01.3405 · Postulat · 2001-06-22
Département de justice et police
Liquidé
Wortlaut
Le Conseil fédéral est invité à examiner s'il est possible de l'habiliter, dans la loi sur les étrangers, à soumettre les entreprises qui emploient pour une bonne part des ressortissants étrangers à l'obligation de proposer des formations : places d'apprentissage, formation professionnelle similaire ou stages. L'octroi des permis serait lié à cette obligation, à certaines conditions, dans le respect toutefois de l'Accord bilatéral sur la libre circulation des personnes.
Begründung
L'entreprise Procter & Gamble a demandé, l'an dernier, au Conseil fédéral un contingent de 800 travailleurs étrangers. Elle ne participe toutefois guère à la formation en Suisse.
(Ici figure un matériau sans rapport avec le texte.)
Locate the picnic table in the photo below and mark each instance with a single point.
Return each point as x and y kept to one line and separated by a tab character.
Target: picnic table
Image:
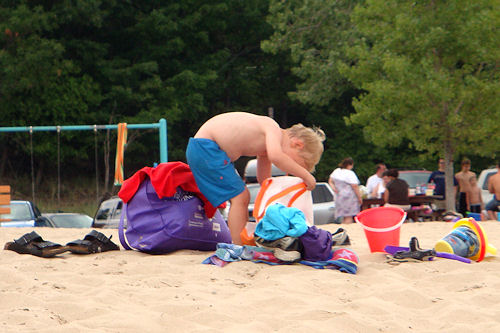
415	201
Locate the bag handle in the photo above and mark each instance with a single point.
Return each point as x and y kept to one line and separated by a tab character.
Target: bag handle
301	187
121	235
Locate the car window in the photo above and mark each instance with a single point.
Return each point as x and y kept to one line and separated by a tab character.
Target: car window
19	212
321	194
72	221
487	179
118	210
414	178
102	213
105	210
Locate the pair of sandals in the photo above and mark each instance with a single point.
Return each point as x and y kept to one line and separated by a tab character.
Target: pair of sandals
32	243
412	254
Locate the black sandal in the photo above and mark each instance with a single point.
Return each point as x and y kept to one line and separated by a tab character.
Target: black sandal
94	242
415	253
32	243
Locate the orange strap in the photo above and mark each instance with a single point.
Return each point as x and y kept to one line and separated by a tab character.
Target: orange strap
301	187
120	149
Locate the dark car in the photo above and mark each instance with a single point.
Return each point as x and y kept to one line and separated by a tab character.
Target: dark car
415	178
69	220
108	214
24	214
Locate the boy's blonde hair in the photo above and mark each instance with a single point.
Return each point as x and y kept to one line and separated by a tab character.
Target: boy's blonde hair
313	143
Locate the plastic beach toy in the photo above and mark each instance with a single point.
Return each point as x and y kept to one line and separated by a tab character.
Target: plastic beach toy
382	226
467	239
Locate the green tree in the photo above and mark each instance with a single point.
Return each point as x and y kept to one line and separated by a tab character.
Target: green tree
430	73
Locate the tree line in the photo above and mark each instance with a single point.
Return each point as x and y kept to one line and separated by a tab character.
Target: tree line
401	82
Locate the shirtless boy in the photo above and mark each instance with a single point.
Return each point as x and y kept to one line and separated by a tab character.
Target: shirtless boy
494	187
474	198
224	138
463	178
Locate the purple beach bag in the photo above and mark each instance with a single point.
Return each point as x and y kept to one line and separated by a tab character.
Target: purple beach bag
159	226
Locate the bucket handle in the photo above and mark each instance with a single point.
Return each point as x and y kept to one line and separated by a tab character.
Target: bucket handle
394	227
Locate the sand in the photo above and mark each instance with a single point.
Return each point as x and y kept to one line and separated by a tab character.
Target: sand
128	291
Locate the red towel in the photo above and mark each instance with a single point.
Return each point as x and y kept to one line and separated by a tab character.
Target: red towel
165	178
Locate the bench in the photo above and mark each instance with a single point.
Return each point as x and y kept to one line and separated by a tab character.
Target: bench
4	201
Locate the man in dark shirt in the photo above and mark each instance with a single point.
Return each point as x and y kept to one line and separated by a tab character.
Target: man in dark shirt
438	177
396	193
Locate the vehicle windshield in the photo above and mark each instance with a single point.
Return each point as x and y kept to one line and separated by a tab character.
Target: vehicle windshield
72	221
414	178
18	212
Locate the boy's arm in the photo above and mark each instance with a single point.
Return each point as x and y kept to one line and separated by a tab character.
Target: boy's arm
263	168
277	157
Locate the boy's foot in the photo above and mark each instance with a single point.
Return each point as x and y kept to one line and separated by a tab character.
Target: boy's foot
285	249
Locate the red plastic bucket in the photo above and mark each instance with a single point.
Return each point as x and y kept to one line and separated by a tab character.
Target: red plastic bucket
381	226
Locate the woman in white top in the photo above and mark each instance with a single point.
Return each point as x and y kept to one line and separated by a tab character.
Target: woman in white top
345	184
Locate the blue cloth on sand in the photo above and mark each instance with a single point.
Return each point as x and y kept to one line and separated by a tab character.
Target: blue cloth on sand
213	171
280	221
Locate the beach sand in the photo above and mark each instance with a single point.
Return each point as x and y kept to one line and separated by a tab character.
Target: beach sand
128	291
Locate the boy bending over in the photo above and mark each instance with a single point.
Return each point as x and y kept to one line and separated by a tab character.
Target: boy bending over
224	138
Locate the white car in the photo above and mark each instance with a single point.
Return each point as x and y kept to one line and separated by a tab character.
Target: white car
482	182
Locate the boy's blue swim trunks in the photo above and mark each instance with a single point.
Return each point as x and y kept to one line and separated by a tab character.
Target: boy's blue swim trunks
213	171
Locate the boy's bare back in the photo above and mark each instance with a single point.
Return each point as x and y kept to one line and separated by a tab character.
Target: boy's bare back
241	134
246	134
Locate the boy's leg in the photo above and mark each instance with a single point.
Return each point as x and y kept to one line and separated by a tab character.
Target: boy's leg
238	215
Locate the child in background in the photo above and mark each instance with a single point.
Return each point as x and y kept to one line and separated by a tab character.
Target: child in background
474	198
224	138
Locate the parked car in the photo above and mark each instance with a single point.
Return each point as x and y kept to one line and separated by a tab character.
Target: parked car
482	182
415	177
24	214
108	214
323	203
250	175
69	220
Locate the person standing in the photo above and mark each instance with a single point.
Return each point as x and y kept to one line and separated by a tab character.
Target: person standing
474	198
396	193
494	187
345	184
463	177
374	180
438	178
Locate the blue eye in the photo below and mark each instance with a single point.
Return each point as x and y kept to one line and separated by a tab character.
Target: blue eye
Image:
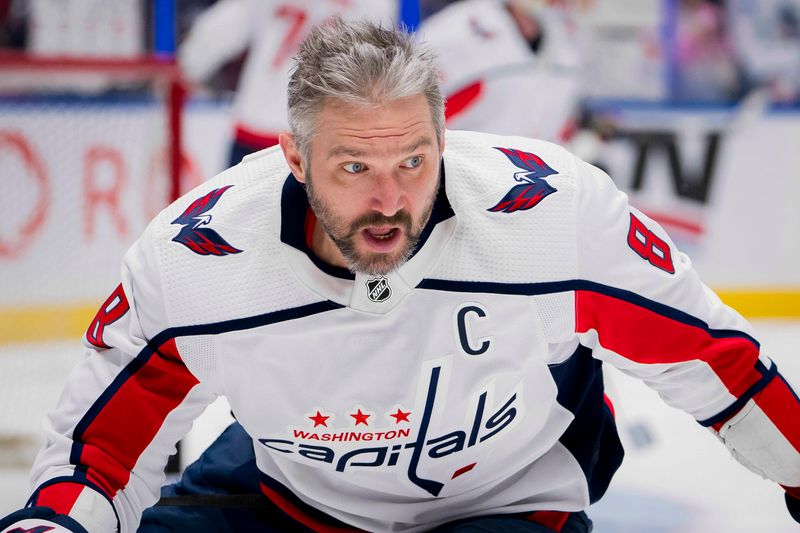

Dans certains secteurs, par exemple la restauration, il est devenu usuel de recruter du personnel souvent non qualifié à l'étranger tout en s'abstenant d'offrir des places d'apprentissage ou de fournir tout autre effort de formation.
Recruter dans les pays non-UE est, en effet, le moyen le meilleur marché d'engager du personnel sans être tenu d'offrir aucune formation. Du coup, les entreprises qui offrent des places d'apprentissage en Suisse et qui forment des jeunes sont mal placées par rapport aux resquilleurs du système qui ignorent le principe de formation école-entreprise.
Le Conseil fédéral devrait, à certaines conditions, par exemple pour les entreprises de plus de 10 personnes, se voir attribuer la compétence de soumettre l'octroi des permis de séjour à une obligation de proposer une formation. Par exemple, on pourrait exiger que l'entreprise offre 6 places d'apprentissage, de stage ou de formation similaire pour 100 emplois à temps complet. Naturellement, il faudrait prévoir des exceptions pour les petites entreprises ou pour certains secteurs comme l'agriculture.
Si cette obligation devait contrevenir sur certains points à l'Accord bilatéral avec l'UE sur la libre circulation des personnes, il faudrait faire des exceptions ou prévoir d'autres incitations à l'offre de formation.
J'invite le Conseil fédéral à examiner cette question et à proposer éventuellement une disposition dans le cadre de la loi sur les étrangers, annoncée pour 2001.
Antrag des Bundesrates
Le Conseil fédéral est prêt à accepter le postulat.
Stellungnahme des Bundesrates
Le Conseil fédéral est prêt à accepter le postulat.